Forum bertema “Positioning LBH Hidayatullah Sebagai Pemberi Bantuan Hukum Struktural” itu menjadi agenda konsolidasi nasional untuk menegaskan arah gerakan hukum lembaga tersebut di berbagai wilayah.
Ketua Yayasan Lembaga Bantuan Hukum Hidayatullah, Syaefullah Hamid, menjelaskan orientasi kelembagaan ke depan.
Ia menegaskan bahwa LBH Hidayatullah tidak ditempatkan semata sebagai lembaga profesi hukum, tetapi bagian dari instrumen perjuangan organisasi dalam merespons persoalan keadilan di masyarakat.

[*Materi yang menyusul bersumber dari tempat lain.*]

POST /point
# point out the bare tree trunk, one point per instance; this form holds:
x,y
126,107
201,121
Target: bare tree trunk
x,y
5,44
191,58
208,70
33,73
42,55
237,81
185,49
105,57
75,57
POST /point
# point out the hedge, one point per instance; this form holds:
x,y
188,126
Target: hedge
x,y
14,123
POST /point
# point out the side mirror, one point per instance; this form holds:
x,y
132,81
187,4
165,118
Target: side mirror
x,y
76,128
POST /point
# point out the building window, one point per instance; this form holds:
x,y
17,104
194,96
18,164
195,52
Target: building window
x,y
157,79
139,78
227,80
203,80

“Bantuan hukum adalah wujud nyata amar ma’ruf nahi munkar,” tegasnya.
Syaefullah menjelaskan bahwa pendekatan bantuan hukum struktural diarahkan untuk menjangkau persoalan yang bersifat sistemik, khususnya yang berdampak pada kelompok dhuafa dan mustadh’afin. Fokus tersebut meliputi upaya membongkar akar ketidakadilan yang dihadapi masyarakat melalui pendekatan hukum yang lebih luas.

Dalam forum yang sama, Direktur Eksekutif LBH Hidayatullah, Hidayatullah Sakdon Arif, memaparkan sejumlah program prioritas lembaga. Program tersebut mencakup layanan hukum gratis, pendampingan litigasi dan non-litigasi, serta penyuluhan hukum kepada masyarakat melalui platform digital.
Ia juga menjelaskan penguatan kapasitas internal melalui pelatihan advokasi, pelatihan paralegal terbuka untuk masyarakat umum, hingga pelatihan mediator bersertifikat Mahkamah Agung. Selain itu, lembaga akan mendorong kajian hukum normatif dan empiris sebagai rekomendasi kebijakan serta penyelenggaraan seminar hukum secara berkelanjutan.
Rakornas juga menetapkan langkah penguatan kelembagaan melalui pembenahan administrasi dan standarisasi atribut organisasi berbasis digital.
Salah satu keputusan strategis dalam forum tersebut ialah penerbitan tiga Surat Keputusan pembentukan LBH baru di DKI Jakarta, Jawa Barat, dan Banten. Kebijakan itu memperluas jaringan layanan hukum Hidayatullah di wilayah Jabodetabek dan sekitarnya.
LBH Hidayatullah juga menyatakan komitmen membangun kolaborasi advokasi bersama organisasi kemasyarakatan Islam dan lembaga bantuan hukum lain dalam merespons isu kemiskinan, penggusuran, serta kriminalisasi ulama.